Signes que l’IA transforme déjà le métier
- Les commandes en ligne représentent une part croissante du marché textile
- Les ateliers s’équipent de machines automatiques pour rester compétitifs
- L’impression numérique directe sur textile DTG concurrence la sérigraphie
- Les boutiques en ligne génèrent automatiquement les fichiers d’impression
- Les jeunes formés viennent souvent du graphisme plutôt que de l’imprimerie
- Les ateliers d’artistes investissent la sérigraphie comme niche haut de gamme
Compétences à développer pour rester pertinent
| Compétence | Pourquoi | Comment l’acquérir |
|---|---|---|
| Maîtrise des encres spéciales | Diversifier vers les finitions premium | Stages constructeurs, formations spécialisées |
| Préparation numérique avancée | Gagner du temps sur les phases amont | Modules GRETA, autoformation Adobe |
| Sérigraphie textile technique | Capter les marchés sportifs et corporate | Formations CFA des industries graphiques |
| Sérigraphie industrielle sur supports rigides | Accéder aux marchés signalétique et industriel | Stages industriels, formations dédiées |
| Gestion d’atelier rentable | Sécuriser un projet en autonomie | Modules CMA, Chambre des métiers |
| Marketing local et e-commerce | Toucher les particuliers et PME | Formations courtes en marketing digital |
Formations recommandées
Le CAP sérigraphie industrielle reste la voie d’entrée classique, accessible en deux ans après la troisième. Le Bac pro façonnage et finitions des industries graphiques offre une formation plus large. Le BTS étude et réalisation d’un projet de communication option B mention sérigraphie complète le parcours. Le GRETA et l’AFPA proposent des modules courts en industries graphiques pour les reconversions. Le CNAM intervient peu sur ce métier. France Compétences référence les principales certifications, mobilisables sur le CPF. L’apprentissage en atelier reste la voie privilégiée pour acquérir le savoir-faire pratique.

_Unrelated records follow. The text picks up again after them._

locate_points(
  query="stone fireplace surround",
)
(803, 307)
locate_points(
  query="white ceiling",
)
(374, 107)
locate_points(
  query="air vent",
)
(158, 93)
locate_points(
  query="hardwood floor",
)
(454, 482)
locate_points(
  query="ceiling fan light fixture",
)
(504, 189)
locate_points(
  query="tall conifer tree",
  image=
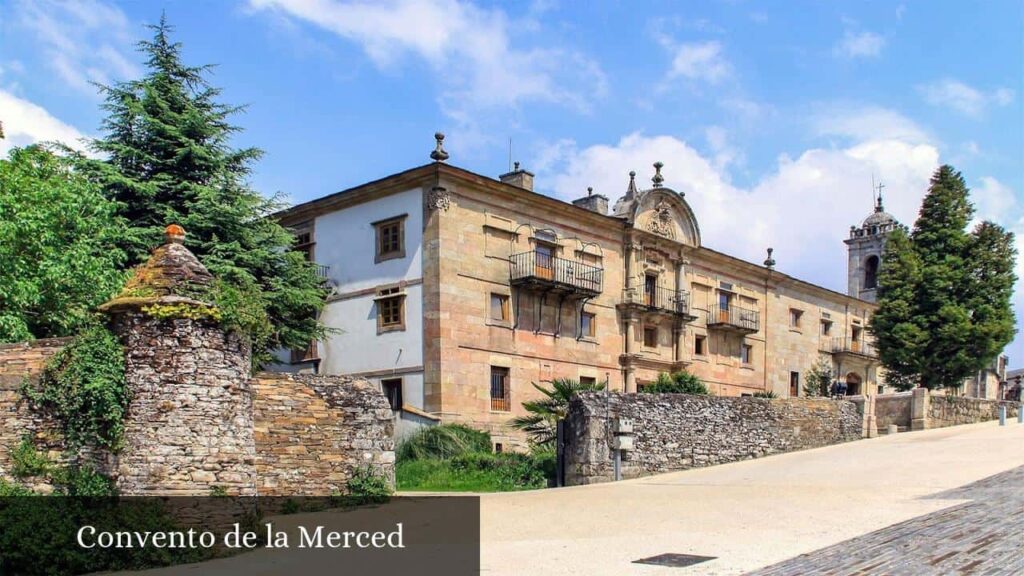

Critères pour choisir une formation
- Plateaux techniques équipés en presses manuelles et semi-automatiques
- Couverture des techniques sur textile, papier et supports rigides
- Stages obligatoires dans plusieurs types d’ateliers
- Modules sur la PAO et la préparation numérique
- Apprentissage des encres spéciales et finitions premium
- Réseau d’anciens élèves installés ou employés en France
Perspectives emploi et reconversion
L’INSEE recense plusieurs centaines d’ateliers de sérigraphie en France, employant plusieurs milliers de personnes. La DARES classe les industries graphiques parmi les secteurs en lente recomposition, avec un fort enjeu de transmission. La Banque de France, dans ses analyses du commerce de proximité et de l’artisanat industriel, identifie les ateliers spécialisés comme résilients à condition de se moderniser. Pour une reconversion, les anciens imprimeurs offset, graphistes ou artisans textiles trouvent des passerelles. Le métier reste accessible, modérément exposé à l’IA, et défendable pour ceux qui investissent les niches haut de gamme et la diversification vers les supports techniques.